MLP-Mixer architecture for classifying CIFAR10 images

Primary LanguagePython

MLP-Mixer-CIFAR10

MLP-Mixer architectures for classifying CIFAR10 images

This repo contains a re-implementation of the MLP-Mixer model and another MLP-Mixer-inspired model to classify CIFAR-10 images. Both pre-trained and trained models are provided.

Two main files are provided:

  1. main_cifar10.py for training both models from scratch;
  2. main_tiny_imagenet.py for pre-training both models on TinyImageNet (200 classes - 500 images/class) and then fine-tuning on CIFAR-10.

Steps:

  1. Download the TinyImageNet dataset:
wget http://cs231n.stanford.edu/tiny-imagenet-200.zip
unzip tiny-imagenet-200.zip
  1. Run one of the two main files:
python3 main_cifar10.py
python3 main_tiny_imagenet.py

Results:

Mixer-MLP Mixer-MLP-Inspired
From scratch 57.54 % 64.48 %
Pre-trained on TinyImageNet 68.36 % 56.87 %

Optional parameters can be provided as input (e.g., batch_size, depth, n_epochs, ...).

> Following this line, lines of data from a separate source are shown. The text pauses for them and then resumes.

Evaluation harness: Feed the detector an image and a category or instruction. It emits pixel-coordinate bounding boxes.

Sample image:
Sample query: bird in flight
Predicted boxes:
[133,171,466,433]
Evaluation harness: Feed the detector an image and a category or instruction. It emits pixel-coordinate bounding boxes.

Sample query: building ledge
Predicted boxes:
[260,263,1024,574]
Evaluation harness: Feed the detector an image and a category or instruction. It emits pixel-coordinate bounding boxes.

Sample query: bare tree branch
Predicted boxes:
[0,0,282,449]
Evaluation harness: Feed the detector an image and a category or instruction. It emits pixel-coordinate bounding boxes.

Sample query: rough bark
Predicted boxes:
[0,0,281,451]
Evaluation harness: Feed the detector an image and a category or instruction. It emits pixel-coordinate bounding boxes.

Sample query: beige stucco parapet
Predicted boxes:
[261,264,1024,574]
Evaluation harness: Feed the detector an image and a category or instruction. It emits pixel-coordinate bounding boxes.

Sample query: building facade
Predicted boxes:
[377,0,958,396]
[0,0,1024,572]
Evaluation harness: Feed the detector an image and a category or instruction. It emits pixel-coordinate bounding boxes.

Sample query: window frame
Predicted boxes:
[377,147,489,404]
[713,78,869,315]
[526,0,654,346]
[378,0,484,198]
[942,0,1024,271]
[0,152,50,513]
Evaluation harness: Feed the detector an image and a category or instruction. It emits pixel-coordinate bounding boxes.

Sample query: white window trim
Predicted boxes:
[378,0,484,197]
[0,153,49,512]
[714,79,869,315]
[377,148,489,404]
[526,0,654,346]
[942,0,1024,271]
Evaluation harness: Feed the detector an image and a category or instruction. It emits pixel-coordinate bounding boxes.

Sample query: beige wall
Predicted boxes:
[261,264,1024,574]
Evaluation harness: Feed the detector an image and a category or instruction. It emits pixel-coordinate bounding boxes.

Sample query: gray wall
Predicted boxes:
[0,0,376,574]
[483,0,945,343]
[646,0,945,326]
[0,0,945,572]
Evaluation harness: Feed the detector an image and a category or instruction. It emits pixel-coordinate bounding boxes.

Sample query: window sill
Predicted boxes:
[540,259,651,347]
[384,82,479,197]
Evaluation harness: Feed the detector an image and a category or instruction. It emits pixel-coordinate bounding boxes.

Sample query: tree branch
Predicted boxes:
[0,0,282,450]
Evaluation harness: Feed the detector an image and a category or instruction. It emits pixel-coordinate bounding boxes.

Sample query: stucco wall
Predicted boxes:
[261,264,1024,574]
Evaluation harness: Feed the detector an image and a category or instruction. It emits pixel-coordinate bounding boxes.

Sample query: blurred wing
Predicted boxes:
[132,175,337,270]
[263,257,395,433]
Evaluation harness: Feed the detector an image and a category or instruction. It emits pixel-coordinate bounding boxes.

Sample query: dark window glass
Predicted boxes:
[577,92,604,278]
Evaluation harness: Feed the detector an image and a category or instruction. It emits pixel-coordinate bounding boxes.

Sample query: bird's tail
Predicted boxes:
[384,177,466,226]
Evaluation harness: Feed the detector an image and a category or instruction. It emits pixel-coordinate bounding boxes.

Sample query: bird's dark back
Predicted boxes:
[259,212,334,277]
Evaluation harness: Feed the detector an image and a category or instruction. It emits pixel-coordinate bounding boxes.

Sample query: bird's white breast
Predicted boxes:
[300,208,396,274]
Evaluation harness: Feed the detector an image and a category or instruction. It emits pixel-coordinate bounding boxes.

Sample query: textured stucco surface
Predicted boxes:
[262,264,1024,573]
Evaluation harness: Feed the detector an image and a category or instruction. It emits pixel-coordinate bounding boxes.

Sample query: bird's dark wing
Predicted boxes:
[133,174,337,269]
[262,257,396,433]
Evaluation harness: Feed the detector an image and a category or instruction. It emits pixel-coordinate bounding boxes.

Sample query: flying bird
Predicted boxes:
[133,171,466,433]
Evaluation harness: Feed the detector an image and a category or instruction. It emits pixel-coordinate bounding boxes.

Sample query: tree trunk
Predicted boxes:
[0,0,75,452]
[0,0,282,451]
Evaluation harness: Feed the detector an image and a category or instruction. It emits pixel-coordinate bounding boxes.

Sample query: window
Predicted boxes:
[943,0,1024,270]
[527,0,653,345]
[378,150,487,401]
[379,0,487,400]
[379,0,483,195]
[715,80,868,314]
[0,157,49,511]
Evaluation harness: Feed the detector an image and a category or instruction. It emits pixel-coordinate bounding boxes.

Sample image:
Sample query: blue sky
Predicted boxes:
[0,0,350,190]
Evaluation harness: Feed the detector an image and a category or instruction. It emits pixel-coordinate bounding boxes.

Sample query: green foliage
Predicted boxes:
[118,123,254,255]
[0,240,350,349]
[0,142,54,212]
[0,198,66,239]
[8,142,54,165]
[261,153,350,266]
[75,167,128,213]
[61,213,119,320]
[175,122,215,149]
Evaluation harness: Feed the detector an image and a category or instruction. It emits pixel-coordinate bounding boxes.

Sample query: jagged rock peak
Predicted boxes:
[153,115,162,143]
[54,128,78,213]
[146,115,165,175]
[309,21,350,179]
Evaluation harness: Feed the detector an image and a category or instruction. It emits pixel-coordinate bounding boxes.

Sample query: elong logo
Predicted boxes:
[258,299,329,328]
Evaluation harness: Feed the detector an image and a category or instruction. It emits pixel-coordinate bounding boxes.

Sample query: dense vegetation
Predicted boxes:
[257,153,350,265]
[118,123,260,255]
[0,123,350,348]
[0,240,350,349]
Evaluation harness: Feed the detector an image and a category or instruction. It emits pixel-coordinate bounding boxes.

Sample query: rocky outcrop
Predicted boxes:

Open the main files for the complete list of allowed input parameters.

To download both results and pre-trained models:

mkdir Results
cd Results
curl -L https://www.dropbox.com/sh/rycvh295g6975dd/AADCN1vYImM7gYdc5_omKjH7a?dl=0 >> Results.zip
unzip Results
rm Results.zip

TODO: parameters fine-tuning; solve over-fitting.